As we celebrate Black History Month, Cheddar is highlighting prominent Black Americans who are carving their own historic paths and trailblazing in their industries. While Black History Month has become synonymous with reflecting on past achievements of Black Americans, it is important that we acknowledge today's historic feats as they happen.
Colin Kaepernick, co-creator of the Netflix dramatic limited series "Colin in Black and White," poses at the premiere of the series, Thursday, Oct. 28, 2021, at The Academy Museum of Motion Pictures in Los Angeles. (AP Photo/Chris Pizzello)
In 2016, San Francisco 49ers quarterback Colin Kaepernick's on-field protest against police brutality and racial injustices in the U.S. would spark a reemergence of athlete activism. While he initially struggled to garner support from his own teammates outside of Eric Reid, who was the first player to kneel beside him during the national anthem, Kaepernick's silent gesture became a national symbol for athletes, entertainers, and everyday Americans.
"To me, this is bigger than football and it would be selfish on my part to look the other way. There are bodies in the street and people getting paid leave and getting away with murder," Kaepernick said in a 2016 NFL interview.
In this Sept. 25, 2016, file photo, San Francisco 49ers quarterback Colin Kaepernick kneels during the national anthem before an NFL football game against the Seattle Seahawks in Seattle. Kaepernick was a second-round draft pick in 2011 who the next year led the San Francisco 49ers to the Super Bowl. By 2016, he had begun kneeling on the sideline at games during the national anthem to protest social injustice and police brutality. Soon after, he was gone from the NFL, and he has not played since. (AP Photo/Ted S. Warren, File)
Just two months after his nonviolent kneeling protest caught fire across the U.S. and sparked outrage in people who said they viewed it as disrespectful to the nation and the flag, Kaepernick went even deeper into activism and founded the Know Your Rights Camp. The organization is dedicated to "the liberation and well-being of Black and Brown communities through education, self-empowerment, mass-mobilization and the creation of new systems that elevate the next generation of change leaders," according to its mission statement.
During that same 2016 NFL season, the national anthem kneeling protest began to spill over into other sports leagues, including with U.S. National Women's Soccer Team led by Megan Rapinoe and the WNBA's Indiana Fever team.
Eminem kneels down during the halftime performance at the NFL Super Bowl 56 football game between the Los Angeles Rams and the Cincinnati Bengals Sunday, Feb. 13, 2022, in Inglewood, Calif. (AP Photo/Chris O'Meara)
Now, six years removed from Kaepernick's inaugural symbolic gesture, taking a knee continues to be performed by protesters in the wake of the deaths of George Floyd, Breonna Taylor, and Amir Locke, at the hands of police.
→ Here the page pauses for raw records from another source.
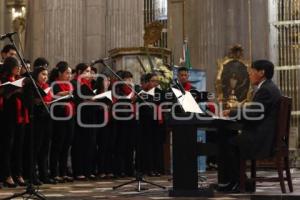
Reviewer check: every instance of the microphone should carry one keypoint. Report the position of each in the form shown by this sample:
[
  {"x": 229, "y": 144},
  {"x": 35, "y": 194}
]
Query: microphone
[
  {"x": 100, "y": 60},
  {"x": 179, "y": 85},
  {"x": 2, "y": 37}
]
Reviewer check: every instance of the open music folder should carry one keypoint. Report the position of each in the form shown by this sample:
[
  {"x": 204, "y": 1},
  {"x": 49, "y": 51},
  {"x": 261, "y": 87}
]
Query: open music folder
[
  {"x": 17, "y": 83},
  {"x": 187, "y": 101},
  {"x": 107, "y": 94}
]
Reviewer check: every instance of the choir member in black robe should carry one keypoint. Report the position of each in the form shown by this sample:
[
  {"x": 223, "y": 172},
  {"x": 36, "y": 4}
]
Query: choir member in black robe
[
  {"x": 152, "y": 132},
  {"x": 84, "y": 145},
  {"x": 63, "y": 122},
  {"x": 15, "y": 116}
]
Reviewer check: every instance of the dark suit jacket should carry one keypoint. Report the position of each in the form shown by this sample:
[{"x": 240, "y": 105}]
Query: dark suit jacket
[{"x": 257, "y": 138}]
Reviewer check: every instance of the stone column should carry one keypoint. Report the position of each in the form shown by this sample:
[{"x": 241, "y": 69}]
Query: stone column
[
  {"x": 212, "y": 26},
  {"x": 82, "y": 30},
  {"x": 124, "y": 23},
  {"x": 2, "y": 21},
  {"x": 65, "y": 29},
  {"x": 95, "y": 40},
  {"x": 56, "y": 30}
]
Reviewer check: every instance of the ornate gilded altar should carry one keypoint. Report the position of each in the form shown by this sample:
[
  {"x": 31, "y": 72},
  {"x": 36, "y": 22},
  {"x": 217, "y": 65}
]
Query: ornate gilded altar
[
  {"x": 141, "y": 60},
  {"x": 232, "y": 82}
]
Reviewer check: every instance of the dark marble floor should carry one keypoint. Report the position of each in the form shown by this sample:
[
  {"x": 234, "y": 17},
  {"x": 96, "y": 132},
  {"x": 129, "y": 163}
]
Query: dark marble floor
[{"x": 102, "y": 189}]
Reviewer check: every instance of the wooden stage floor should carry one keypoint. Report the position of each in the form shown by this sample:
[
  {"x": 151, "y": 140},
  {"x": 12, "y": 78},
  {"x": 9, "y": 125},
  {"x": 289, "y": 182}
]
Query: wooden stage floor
[{"x": 102, "y": 189}]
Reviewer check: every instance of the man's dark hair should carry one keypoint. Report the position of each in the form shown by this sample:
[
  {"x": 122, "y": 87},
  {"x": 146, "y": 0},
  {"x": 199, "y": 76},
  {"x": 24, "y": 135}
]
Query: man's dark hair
[
  {"x": 126, "y": 74},
  {"x": 180, "y": 69},
  {"x": 94, "y": 69},
  {"x": 143, "y": 78},
  {"x": 40, "y": 62},
  {"x": 265, "y": 65},
  {"x": 7, "y": 48},
  {"x": 149, "y": 76},
  {"x": 9, "y": 64}
]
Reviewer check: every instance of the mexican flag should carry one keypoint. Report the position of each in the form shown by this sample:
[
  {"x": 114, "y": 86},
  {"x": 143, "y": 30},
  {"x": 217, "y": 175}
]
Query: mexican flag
[{"x": 186, "y": 60}]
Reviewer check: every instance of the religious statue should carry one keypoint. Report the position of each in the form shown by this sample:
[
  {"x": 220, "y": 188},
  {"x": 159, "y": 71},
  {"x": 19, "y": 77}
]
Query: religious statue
[{"x": 232, "y": 78}]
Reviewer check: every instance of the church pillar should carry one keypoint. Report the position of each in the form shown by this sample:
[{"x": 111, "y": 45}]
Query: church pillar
[
  {"x": 124, "y": 23},
  {"x": 212, "y": 26}
]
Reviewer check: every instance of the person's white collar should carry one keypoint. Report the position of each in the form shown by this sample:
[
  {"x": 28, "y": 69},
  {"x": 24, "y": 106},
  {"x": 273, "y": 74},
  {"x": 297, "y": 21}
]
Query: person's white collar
[{"x": 260, "y": 84}]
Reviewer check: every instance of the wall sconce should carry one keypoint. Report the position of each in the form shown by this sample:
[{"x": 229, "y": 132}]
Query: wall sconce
[{"x": 18, "y": 14}]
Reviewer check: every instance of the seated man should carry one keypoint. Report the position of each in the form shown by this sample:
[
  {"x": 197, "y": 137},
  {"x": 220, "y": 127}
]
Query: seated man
[
  {"x": 183, "y": 78},
  {"x": 256, "y": 139}
]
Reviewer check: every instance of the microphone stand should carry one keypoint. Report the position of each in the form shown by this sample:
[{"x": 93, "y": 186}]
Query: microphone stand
[
  {"x": 138, "y": 175},
  {"x": 30, "y": 190}
]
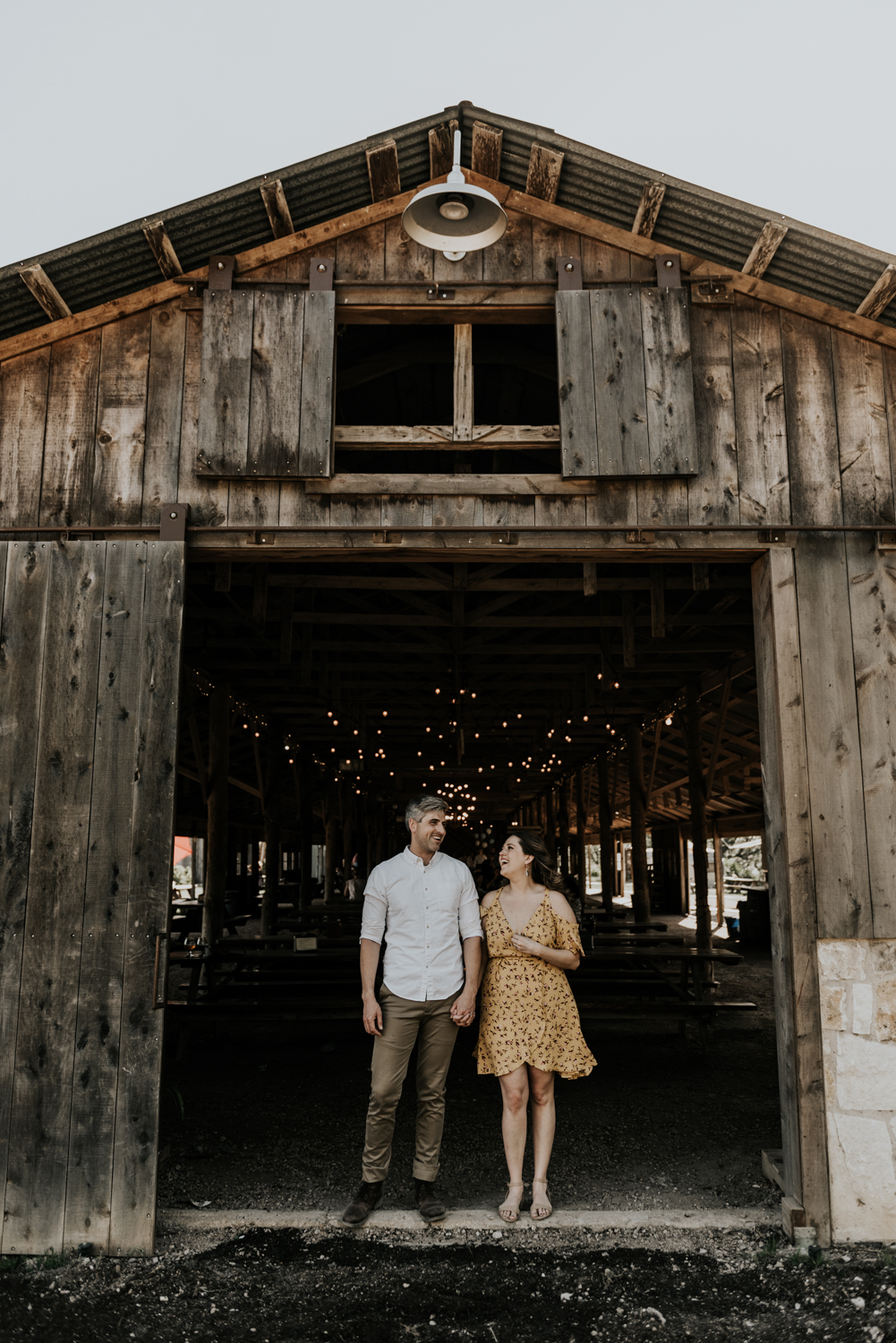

Rapper Eminem even drew criticism following his Super Bowl LVI halftime performance for taking a knee as 101.1 million people watched around the globe.
So, while Kaepernick may have been potentially blackballed from the NFL, his shift in focus — to full-time advocacy, his own publishing company, his recent Netflix biography, and a future ESPN docuseries about him directed by Spike Lee — looks to solidify his place in history among other sports icons who risked their own livelihood by standing up for their belief in social justice.
"If they take football away, my endorsements from me, I know that I stood up for what is right," he told NFL media.